Andrew T. : Tout d'abord, je leur dirais qu'ils peuvent et vont vaincre ce minuscule virus. Avec les avancées des traitements, il est tout à fait possible de reprendre le contrôle sur sa vie et de vivre en bonne santé. Ensuite, je leur rappellerais qu'il y a beaucoup de gens qui les soutiendront chaque fois qu'ils en auront besoin. Enfin, je soulignerais qu'ils ont le pouvoir de sauver d’autres vies, tant qu'ils prennent soin d'eux-mêmes en premier. Il est important de prendre soin de soi. Lorsque j’ai célébré mes vingt ans de vie avec le VIH, j’étais au bord du burn out. Je m’étais beaucoup investi pour les autres et je m’étais un peu délaissé. Je me suis alors lancé un défi personnel : apprendre la plongée sous-marine. J’ai pris des cours et j’ai fini par obtenir mon brevet en eau libre.

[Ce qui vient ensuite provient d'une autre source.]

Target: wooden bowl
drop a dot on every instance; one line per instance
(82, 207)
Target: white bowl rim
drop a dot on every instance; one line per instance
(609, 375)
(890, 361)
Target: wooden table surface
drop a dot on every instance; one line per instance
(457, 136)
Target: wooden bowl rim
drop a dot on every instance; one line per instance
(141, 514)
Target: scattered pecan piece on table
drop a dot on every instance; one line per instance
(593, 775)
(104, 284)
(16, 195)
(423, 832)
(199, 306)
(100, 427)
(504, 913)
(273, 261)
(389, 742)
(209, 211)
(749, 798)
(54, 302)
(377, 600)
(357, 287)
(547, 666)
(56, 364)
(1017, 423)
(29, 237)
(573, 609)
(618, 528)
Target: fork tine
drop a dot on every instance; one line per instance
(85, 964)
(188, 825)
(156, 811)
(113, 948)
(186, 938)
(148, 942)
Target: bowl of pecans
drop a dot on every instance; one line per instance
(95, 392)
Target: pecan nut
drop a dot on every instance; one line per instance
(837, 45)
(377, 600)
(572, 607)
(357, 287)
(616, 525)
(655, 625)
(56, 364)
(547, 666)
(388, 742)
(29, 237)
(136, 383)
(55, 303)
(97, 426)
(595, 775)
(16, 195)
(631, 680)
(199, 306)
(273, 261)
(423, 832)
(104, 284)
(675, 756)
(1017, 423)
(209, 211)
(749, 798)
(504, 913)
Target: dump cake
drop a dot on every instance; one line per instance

C’est un beau rappel que même en vivant avec le VIH, nous pouvons accomplir de grandes choses.
CP : Quelle est la recette, selon vous, pour mettre fin au VIH dans le monde ?
Andrew T. : Il faut recentrer les financements et les efforts pour faire en sorte que chaque personne diagnostiquée puisse avoir accès à un traitement de manière continue. Il est important de renforcer les systèmes de soutien afin de garantir la continuité dans la prise de traitements des personnes vivant avec le VIH. Cela ne peut se réaliser sans des programmes de soutien menés par les pairs éducateurs-rices.
CP : Que souhaitez-vous pour aujourd’hui et demain ?
Andrew T. : Mon souhait pour aujourd’hui est que tout le monde prennent conscience que le VIH n’est pas une maladie que l’on choisit de contracter. L’espoir que je porte pour demain est que toutes les personnes qui connaissent leur statut aient accès à un traitement qui leur permette de ne plus transmettre le virus.